How Can I Improve My Forecast Accuracy?

Imagine

Imagine that Amanda (a completely imaginary person) is a demand planner at Kool Komfort Foods (a completely imaginary company, also branded as K2), a nationwide producer of healthy comfort foods.  She got her bachelor’s in Mechanical Engineering about five years ago.  After a short stint in manufacturing process engineering in another industry, she got interested in the business side of things and moved into supply chain planning, starting in demand planning.  After taking a couple of on-line courses and getting an APICS certification, she seized on the opportunity to be a junior demand planner at K2.  Through her affinity for math and her attention to detail, Amanda earned a couple of promotions and is now a senior demand planner.  At present, she currently manages a couple of product lines, but has her sights set on becoming a demand planning manager and mentoring others.
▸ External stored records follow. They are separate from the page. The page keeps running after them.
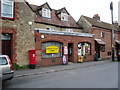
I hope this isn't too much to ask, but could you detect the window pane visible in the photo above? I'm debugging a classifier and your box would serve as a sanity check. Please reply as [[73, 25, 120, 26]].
[[42, 42, 62, 58], [1, 0, 14, 18], [78, 43, 91, 55], [3, 4, 12, 14]]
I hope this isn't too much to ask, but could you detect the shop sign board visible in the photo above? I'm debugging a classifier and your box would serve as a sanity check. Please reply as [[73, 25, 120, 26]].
[[46, 46, 59, 54], [64, 46, 68, 55]]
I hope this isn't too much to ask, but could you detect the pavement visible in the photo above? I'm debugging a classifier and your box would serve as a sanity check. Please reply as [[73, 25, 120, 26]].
[[14, 59, 113, 78]]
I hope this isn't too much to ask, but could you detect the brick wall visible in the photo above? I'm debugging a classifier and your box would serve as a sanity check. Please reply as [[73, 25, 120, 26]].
[[36, 34, 95, 66], [2, 2, 35, 65], [92, 27, 111, 59]]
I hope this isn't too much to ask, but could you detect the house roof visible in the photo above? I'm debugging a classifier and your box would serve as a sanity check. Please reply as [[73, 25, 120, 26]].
[[30, 3, 82, 29], [82, 15, 119, 31]]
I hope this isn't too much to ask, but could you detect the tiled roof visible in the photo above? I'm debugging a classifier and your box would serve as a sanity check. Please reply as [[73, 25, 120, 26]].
[[30, 5, 81, 28], [82, 16, 118, 31]]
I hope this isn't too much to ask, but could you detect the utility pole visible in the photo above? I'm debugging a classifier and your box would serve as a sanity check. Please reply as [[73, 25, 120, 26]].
[[110, 2, 115, 61]]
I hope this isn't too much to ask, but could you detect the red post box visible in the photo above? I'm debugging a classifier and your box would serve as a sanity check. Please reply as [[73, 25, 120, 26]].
[[29, 50, 36, 69]]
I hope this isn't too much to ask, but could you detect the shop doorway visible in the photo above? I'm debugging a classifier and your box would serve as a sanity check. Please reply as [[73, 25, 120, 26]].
[[2, 33, 12, 59], [68, 43, 74, 62], [116, 42, 120, 55], [95, 41, 101, 58]]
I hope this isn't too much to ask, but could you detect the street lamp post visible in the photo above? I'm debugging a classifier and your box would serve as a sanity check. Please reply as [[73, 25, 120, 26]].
[[110, 2, 115, 61]]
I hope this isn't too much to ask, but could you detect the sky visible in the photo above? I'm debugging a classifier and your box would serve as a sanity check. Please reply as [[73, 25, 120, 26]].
[[27, 0, 120, 23]]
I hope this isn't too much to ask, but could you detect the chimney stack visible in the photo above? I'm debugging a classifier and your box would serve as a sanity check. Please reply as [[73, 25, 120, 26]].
[[93, 14, 100, 21]]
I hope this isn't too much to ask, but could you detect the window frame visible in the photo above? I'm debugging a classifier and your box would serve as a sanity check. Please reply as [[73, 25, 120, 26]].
[[101, 32, 105, 38], [0, 0, 15, 20], [42, 8, 51, 19], [78, 42, 92, 56], [41, 41, 63, 59], [61, 13, 68, 21]]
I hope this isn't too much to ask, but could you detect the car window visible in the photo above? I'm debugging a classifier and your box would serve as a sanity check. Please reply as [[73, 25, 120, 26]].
[[0, 57, 8, 65]]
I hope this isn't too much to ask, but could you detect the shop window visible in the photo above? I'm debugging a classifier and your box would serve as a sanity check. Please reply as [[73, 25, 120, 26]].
[[42, 41, 62, 58], [101, 32, 105, 38], [1, 0, 14, 19], [61, 13, 68, 21], [101, 45, 105, 52], [108, 52, 111, 56], [66, 29, 73, 32], [78, 42, 91, 55], [42, 8, 51, 18]]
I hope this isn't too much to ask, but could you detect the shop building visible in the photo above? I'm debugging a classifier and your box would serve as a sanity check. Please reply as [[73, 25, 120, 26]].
[[0, 0, 35, 66], [0, 0, 94, 66], [31, 3, 94, 66], [78, 14, 120, 60]]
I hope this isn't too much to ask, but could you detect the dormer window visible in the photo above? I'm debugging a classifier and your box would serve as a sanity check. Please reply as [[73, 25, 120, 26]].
[[61, 13, 68, 21], [1, 0, 14, 19], [42, 8, 51, 18]]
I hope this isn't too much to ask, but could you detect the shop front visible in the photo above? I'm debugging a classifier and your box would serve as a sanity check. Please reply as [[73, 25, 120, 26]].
[[35, 30, 94, 66]]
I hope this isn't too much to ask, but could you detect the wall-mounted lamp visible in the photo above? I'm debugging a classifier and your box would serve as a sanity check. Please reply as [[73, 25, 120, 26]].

Amanda has been using some of the common metrics for forecast accuracy, including MAPE (mean absolute percentage error) and weighted MAPE, but the statistical forecast doesn’t seem to improve and the qualitative inputs from marketing and sales are hit or miss.  Her colleague, Jamison, uses the standard deviation of forecast error to plan for safety stock, but there are still a lot of inventory shortages and overages.  

Amanda has heard her VP, Dmitry, present to other department heads how good the forecast is, but when he does that, he uses aggregate measures and struggles when he is asked to explain why order fill rate is not improving, if the forecast is so good.

Amanda wonders what is preventing her from getting better results at the product/DC level, where it counts.  She would love to have it at the product/customer or product/store level, but she knows that she will need better results at the product/DC level before she can do that.  She is running out of explanations for her boss and the supply planning team.  She has been using some basic forecasting techniques that she has programmed into Excel, like single and double exponential smoothing as well as moving average, and even linear regression.  She is sure the math is correct, but the results have been disappointing. 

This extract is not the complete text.